Quattro righe, a metà foglio, riportano
fedelmente la confidenza che il superpentito della cosca mafiosa dei
casalesi ha affidato, a fine settembre, ad un funzionario dello Stato,
che ha poi riferito tutto alla polizia. Un incontro non casuale, ma
dettato probabilmente da motivi di vecchia consuetudine. Forse i due si
sono fermati a parlare intorno a un caffè; forse a cena. Durante quel
colloquio, il pentito dei casalesi, uno dei primi a collaborare con lo
Stato, già imparentato con le famiglie più in vista del gotha
criminale, spiega di aver saputo che a ridosso di Natale scatterà la
tragica vendetta contro lo scrittore. Perché? "Troppo caos ha provocato
quel libro, un fenomeno", spiegherà a voce la persona che assume le
informazioni dal pentito. Nella trascrizione l'alto esponente della polizia, da Milano, scrive:
"Quest'ultimo (il pentito dei casalesi, ndr) avrebbe riferito (al
funzionario) che entro fine dicembre il famoso scrittore del libro
Gomorra, Saviano Roberto, sarebbe stato ucciso insieme alla sua scorta,
in quanto con il suo libro aveva fatto troppo clamore". La segnalazione
investe subito i vertici della polizia e del Comando generale
dell'Arma. Si restringono ulteriormente le maglie della protezione:
cautela massima, non c'è spazio per minimi cedimenti all'impenetrabile
rete dei controlli e delle bonifiche previste a ogni spostamento di
Saviano. C'è chi, dai massimi livelli delle forze dell'ordine, valuta
anche la necessità di misure radicali: non ultima quella di prevedere
un temporaneo trasferimento all'estero. Franco Roberti, il
procuratore aggiunto antimafia, non entra nel merito della vicenda ma
ribadisce: "Sappiamo da tempo che lo scrittore Saviano è esposto, le
misure di protezione intorno alla sua persona saranno le più adeguate".
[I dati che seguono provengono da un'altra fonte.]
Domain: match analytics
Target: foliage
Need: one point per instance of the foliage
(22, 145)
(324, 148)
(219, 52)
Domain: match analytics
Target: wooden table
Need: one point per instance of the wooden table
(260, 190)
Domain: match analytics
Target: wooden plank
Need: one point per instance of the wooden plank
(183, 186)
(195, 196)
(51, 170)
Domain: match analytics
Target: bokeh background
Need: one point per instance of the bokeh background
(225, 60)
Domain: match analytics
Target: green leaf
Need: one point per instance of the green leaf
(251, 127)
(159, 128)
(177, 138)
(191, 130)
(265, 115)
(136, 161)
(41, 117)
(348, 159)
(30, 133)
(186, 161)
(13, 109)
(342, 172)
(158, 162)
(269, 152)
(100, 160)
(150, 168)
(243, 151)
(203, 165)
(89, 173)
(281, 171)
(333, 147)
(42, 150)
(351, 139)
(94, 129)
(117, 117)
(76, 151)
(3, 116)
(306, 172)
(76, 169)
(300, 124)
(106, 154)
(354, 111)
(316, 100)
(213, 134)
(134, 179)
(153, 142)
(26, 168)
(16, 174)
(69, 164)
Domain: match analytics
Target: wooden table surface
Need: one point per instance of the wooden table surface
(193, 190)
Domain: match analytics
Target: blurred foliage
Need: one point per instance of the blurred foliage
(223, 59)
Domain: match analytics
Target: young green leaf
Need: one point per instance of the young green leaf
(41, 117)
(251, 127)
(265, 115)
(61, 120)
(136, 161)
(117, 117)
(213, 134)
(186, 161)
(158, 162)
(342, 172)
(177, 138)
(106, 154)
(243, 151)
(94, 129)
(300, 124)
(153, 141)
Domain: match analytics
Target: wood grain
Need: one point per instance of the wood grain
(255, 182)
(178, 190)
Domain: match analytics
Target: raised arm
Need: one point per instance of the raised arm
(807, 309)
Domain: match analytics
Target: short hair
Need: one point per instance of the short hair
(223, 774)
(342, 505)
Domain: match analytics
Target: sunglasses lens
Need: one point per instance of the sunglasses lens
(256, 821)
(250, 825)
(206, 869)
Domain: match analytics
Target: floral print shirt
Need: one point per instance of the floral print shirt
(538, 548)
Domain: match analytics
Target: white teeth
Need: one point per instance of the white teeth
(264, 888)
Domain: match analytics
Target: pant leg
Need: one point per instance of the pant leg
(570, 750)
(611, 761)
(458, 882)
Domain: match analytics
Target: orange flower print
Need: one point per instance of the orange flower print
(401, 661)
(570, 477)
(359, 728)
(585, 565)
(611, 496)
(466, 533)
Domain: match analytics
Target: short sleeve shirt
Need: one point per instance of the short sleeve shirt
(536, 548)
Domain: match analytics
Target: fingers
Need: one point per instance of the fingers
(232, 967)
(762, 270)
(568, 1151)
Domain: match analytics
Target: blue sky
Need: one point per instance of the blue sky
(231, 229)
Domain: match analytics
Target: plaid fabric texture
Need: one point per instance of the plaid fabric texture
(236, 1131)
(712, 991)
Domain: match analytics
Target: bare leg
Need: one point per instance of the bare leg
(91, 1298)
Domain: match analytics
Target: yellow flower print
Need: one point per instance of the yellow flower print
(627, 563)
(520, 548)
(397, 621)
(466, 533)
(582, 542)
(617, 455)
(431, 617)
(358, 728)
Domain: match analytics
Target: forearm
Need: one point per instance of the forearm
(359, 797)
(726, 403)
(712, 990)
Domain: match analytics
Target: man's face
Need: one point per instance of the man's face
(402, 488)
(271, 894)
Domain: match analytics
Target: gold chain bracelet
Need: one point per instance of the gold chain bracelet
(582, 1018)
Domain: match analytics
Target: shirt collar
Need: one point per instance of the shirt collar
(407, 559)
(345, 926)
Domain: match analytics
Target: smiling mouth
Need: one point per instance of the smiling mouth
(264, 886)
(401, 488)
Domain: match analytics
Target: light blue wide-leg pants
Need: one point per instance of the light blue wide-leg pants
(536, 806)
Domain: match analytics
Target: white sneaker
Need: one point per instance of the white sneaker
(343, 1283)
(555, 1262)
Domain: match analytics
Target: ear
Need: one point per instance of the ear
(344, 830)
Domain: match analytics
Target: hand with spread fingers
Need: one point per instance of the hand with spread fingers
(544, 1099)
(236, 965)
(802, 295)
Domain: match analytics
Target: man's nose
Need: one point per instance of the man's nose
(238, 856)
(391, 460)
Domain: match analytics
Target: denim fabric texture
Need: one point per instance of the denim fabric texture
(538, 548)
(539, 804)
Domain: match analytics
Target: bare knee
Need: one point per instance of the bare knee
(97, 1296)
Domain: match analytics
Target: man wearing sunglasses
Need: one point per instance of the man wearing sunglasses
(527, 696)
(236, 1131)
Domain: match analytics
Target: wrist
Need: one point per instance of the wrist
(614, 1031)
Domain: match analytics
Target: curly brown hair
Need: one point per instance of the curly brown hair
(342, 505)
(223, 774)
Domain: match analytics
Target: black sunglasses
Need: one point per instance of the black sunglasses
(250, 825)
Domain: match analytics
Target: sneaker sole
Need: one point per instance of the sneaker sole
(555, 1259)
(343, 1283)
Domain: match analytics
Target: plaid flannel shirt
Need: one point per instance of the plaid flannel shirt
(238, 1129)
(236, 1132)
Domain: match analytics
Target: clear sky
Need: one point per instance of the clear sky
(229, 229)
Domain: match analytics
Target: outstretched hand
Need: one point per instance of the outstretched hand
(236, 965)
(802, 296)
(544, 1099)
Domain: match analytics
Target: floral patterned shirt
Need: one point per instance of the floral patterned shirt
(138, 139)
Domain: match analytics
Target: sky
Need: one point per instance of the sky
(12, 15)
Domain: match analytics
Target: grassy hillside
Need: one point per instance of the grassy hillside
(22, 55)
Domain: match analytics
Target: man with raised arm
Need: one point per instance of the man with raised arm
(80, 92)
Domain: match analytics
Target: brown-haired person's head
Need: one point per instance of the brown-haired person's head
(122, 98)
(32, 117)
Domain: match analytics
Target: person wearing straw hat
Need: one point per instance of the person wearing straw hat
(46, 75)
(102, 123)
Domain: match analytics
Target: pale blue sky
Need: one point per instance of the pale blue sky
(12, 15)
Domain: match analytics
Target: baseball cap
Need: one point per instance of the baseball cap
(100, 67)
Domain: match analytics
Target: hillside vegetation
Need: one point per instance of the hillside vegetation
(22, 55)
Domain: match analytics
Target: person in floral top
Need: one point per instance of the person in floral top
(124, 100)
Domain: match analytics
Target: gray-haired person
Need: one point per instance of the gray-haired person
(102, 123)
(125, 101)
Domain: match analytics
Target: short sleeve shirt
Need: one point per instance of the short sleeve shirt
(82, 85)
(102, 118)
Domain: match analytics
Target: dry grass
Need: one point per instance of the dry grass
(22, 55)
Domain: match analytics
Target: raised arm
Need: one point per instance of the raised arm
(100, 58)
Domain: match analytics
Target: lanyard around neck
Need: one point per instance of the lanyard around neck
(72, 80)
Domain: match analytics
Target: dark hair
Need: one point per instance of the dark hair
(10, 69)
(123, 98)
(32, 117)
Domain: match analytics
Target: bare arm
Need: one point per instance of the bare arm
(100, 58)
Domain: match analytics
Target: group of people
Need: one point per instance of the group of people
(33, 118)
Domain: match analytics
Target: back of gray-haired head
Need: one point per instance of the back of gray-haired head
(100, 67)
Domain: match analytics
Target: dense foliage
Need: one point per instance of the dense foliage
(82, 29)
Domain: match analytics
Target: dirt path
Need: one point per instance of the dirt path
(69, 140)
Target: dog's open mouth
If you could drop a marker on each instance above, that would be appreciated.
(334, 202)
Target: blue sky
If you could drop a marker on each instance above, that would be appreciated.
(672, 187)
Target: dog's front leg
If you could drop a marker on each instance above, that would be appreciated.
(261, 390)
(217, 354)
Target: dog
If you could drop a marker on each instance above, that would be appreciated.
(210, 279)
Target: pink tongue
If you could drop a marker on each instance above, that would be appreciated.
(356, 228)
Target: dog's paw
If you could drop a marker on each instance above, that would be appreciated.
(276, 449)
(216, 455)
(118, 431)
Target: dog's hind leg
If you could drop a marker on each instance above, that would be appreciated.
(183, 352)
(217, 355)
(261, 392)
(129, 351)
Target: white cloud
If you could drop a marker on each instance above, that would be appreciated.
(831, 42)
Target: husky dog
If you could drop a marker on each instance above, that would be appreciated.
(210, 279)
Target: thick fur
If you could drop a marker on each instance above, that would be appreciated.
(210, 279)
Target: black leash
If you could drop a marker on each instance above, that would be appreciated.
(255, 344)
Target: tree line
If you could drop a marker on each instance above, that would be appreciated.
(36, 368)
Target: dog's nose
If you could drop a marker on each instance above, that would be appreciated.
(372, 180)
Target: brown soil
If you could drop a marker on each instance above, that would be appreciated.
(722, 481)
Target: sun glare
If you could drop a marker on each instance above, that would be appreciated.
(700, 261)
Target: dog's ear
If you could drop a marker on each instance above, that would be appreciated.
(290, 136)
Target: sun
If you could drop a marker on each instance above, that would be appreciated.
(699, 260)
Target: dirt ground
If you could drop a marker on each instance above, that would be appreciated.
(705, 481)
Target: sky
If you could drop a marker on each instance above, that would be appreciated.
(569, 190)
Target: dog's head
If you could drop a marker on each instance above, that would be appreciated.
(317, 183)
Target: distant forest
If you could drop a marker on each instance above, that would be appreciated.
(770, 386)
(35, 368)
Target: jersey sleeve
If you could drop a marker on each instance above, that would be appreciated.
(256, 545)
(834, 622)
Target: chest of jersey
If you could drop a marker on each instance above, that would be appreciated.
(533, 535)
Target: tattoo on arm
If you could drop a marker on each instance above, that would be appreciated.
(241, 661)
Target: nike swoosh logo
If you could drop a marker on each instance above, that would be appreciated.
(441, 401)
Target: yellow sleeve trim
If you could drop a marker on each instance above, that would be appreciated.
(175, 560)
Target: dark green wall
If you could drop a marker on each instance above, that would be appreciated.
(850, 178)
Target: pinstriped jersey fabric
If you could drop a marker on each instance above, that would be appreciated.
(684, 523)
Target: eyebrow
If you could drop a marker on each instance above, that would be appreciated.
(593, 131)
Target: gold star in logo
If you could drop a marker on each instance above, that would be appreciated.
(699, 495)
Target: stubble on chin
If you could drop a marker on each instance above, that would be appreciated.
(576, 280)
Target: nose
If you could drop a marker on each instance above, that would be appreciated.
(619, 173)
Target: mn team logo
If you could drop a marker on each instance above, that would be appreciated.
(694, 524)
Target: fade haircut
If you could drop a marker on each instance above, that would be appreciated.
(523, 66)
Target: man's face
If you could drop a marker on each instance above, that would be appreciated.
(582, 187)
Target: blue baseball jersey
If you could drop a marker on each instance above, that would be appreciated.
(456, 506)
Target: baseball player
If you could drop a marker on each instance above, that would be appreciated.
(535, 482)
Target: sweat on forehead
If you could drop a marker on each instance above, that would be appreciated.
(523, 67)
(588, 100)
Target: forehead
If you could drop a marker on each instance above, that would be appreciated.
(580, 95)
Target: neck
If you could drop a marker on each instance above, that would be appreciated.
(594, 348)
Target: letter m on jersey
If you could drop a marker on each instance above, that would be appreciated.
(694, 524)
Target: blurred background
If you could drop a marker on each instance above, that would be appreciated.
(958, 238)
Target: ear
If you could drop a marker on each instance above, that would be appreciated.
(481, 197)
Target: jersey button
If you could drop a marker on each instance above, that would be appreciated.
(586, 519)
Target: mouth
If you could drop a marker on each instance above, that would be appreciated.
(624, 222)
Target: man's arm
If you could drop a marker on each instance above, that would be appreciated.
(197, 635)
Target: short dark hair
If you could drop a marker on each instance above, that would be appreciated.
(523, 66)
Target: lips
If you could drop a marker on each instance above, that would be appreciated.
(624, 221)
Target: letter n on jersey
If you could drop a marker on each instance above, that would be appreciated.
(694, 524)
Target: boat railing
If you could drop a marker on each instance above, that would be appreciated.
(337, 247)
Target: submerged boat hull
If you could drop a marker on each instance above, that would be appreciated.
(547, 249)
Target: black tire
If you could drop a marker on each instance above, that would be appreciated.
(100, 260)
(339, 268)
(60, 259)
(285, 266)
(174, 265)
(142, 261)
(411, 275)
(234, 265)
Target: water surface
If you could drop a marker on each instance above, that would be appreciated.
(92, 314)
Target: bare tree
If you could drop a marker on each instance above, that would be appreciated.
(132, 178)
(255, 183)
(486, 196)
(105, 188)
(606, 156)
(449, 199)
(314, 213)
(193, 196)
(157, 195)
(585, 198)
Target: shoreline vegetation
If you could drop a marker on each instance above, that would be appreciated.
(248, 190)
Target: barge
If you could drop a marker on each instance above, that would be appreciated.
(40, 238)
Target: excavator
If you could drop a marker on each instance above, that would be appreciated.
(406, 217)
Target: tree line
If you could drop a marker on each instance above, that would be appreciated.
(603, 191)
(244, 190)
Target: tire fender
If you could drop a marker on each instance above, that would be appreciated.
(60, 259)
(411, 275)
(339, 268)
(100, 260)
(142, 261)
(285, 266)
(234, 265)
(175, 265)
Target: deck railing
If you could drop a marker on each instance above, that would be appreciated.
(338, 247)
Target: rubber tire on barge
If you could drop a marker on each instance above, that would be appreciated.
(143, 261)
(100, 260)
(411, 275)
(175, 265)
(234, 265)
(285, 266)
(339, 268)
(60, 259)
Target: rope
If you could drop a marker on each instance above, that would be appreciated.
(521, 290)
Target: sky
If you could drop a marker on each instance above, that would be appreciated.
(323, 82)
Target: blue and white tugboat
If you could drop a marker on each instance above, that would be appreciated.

Ma nessuno può escludere, rispetto all'eco dettagliato di questa
presunta sentenza di morte - "entro dicembre, con la scorta" -
eventuali collegamenti con l'agghiacciante scenario di vendetta che
emerge dopo i blitz messi a segno da polizia e carabinieri, in Terra di
Lavoro, con il pool esperto di casalesi della Dda di Napoli. Più circostanze giustificano la massima allerta degli inquirenti
Quell'incontro tra il superpentito e il suo ospite risale al 27
settembre scorso. Cioè: nove giorni dopo i 7 morti innocenti (prima
Antonio Celiento, ammazzato perché un confidente di polizia; poi i sei
ghanesi massacrati nella sartoria); e tre giorni prima che lo Stato
assestasse un colpo di maglio al gruppo stragista, con la cattura di
tre dei suoi più fidati killer, Alessandro Cirillo, Giovanni Letizia e
Oreste Spagnuolo, e il sequestro di uno spaventoso arsenale - 11 armi,
tra cui un kalashnikov. Proprio Spagnuolo il 6 settembre decide di
collaborare con lo Stato. Il 7 racconta un dettaglio che oggi,
collegato alla minaccia indirizzata a Saviano, mette i brividi. Setola
infatti, il superlatitante in fuga, il killer ritenuto ideatore (con
placet del boss Bidognetti) della sequenza di omicidi e terrore contro
imprenditori coraggiosi e parenti di pentiti, da alcune settimane "era
a caccia di un detonatore con un telecomando". Lo racconta il
neopentito Spagnuolo. "Setola mi ha parlato del fatto che cercava di
procurarsi un detonatore con telecomando. Diceva che era un modo facile
per uccidere", ha precisato. Roberto Saviano oggi ripete: "Non cambia niente, l'importante è tenere
la testa sollevata". È la stessa cosa che ripetè, il 17 settembre del
2007, in piazza a Casal di Principe, l'ultima sua apparizione in una
piazza: "Ragazzi, non fatevi strappare il diritto alla felicità".
Forse, lo stava dicendo anche a se stesso.